Quantum Physics and Artificial Intelligence (AI) are two concepts that seem completely different at first glance. Quantum physics is a branch of science that deals with particles at a microscopic level, such as atoms and subatomic particles. It operates under principles that defy traditional laws of physics. On the other hand, AI is an area of computer science that emphasizes creating intelligent machines that work and react like humans. However, as we dive deeper into these topics, we realize that they’re not so disparate after all.

The enigmatic world of quantum physics is inextricably linked to the realm of AI. Juxtaposing the two helps us understand the intricate lines of substantiality tying quantum physics and artificial intelligence.

To start, Quantum computing – a computational model based on the principles of quantum physics – is a significant point of connection. Quantum computing makes use of quantum bits, or qubits, which unlike classical bits that can only be either 0 or 1, can exist in both states at once due to a property called superposition. This implies an enormous capacity for parallel computations, magnitudes of order higher than current classical computing methods, making quantum computers perfect for the kind of calculations that AI needs to improve its efficiency.

Furthermore, a second property of quantum physics called entanglement, where quantum particles become interconnected and the state of one particle can instantly affect the state of another, no matter how far apart they are, opens doors for rapid information exchange. When applied to algorithms in AI, it promises faster calculations, more efficiency, and greater accuracy.

Understanding quantum interference, a phenomenon where multiple paths to a solution exist simultaneously and interfere with each other, can be useful to optimize paths and solutions in AI algorithms. Through a process known as amplitude amplification, the probability of a correct answer is amplified, significantly speeding up the search process.

Besides enabling more powerful AI computations, quantum physics principles are also directly helping AI’s learning models. Quantum Machine Learning (QML), a new field of research that combines Machine Learning (ML) and quantum physics, is the next evolution of both these disciplines. In QML models, quantum systems display patterns and structures that classical systems simply can’t recognize. This confronts the current limits of pattern recognition in ML models, thus providing further depth and sophistication to AI.

In summary, the intertwining of quantum physics and AI indicates that the advancement of one can drive forward the other. Utilizing quantum computing could be the significant leap everyone in the field of artificial intelligence has been waiting for.
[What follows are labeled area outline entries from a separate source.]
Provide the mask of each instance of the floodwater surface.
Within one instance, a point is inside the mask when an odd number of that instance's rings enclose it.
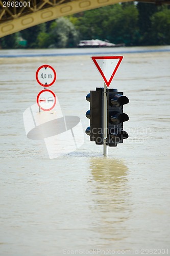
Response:
[[[169,49],[1,50],[1,255],[169,254]],[[62,112],[85,131],[86,96],[103,87],[90,59],[100,54],[124,56],[110,88],[129,99],[129,137],[104,157],[84,133],[80,148],[50,159],[23,122],[42,89],[36,70],[55,69]]]

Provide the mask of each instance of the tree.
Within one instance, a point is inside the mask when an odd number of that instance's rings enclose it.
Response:
[[[138,10],[134,4],[115,5],[105,23],[106,38],[115,44],[135,45],[138,35]]]
[[[45,32],[45,23],[21,30],[20,34],[23,38],[27,40],[28,48],[37,48],[38,47],[38,37],[41,32]]]
[[[18,46],[18,33],[0,38],[0,46],[3,49],[14,49]]]
[[[50,26],[50,34],[55,47],[74,47],[78,43],[78,32],[67,18],[61,17],[54,22]]]
[[[170,44],[170,9],[164,7],[151,18],[151,38],[153,45]]]
[[[139,40],[138,44],[140,45],[151,45],[152,44],[150,40],[151,17],[157,11],[158,7],[153,4],[138,2],[136,7],[139,13],[138,27]]]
It could mean improved intellectual tasks by AI, faster problem-solving algorithms, and remarkable precision for tasks like image and speech recognition.

As we contentedly venture into the new decade, the intricate connection between quantum physics and artificial intelligence demonstrates enormous potential. It is tantalizing to envision a future where AI harnesses the power of quantum physics to its full extent. While both AI and quantum physics remain progressively evolving fields, their rally points bring us closer to technological breakthroughs unimagined a few years ago.

Despite the roadblocks ahead, the journey to marrying these two revolutionary spheres – quantum physics and artificial intelligence – will inevitably reshape our understanding of scientific and technological capabilities. Paneling these boundaries, indeed, becomes undeniably enticing for the explorative pursuit into tomorrow.

Nevertheless, we sit at the dawn of this exploration, with substantial work ahead. Aligning quantum physics with artificial intelligence implies an unrivaled potential for computational abilities, yet it demands more research, resources, and dedication. As we probe these intersections, the journey might appear exhaustive yet immensely promising – an adventure that’s worth every intricacy.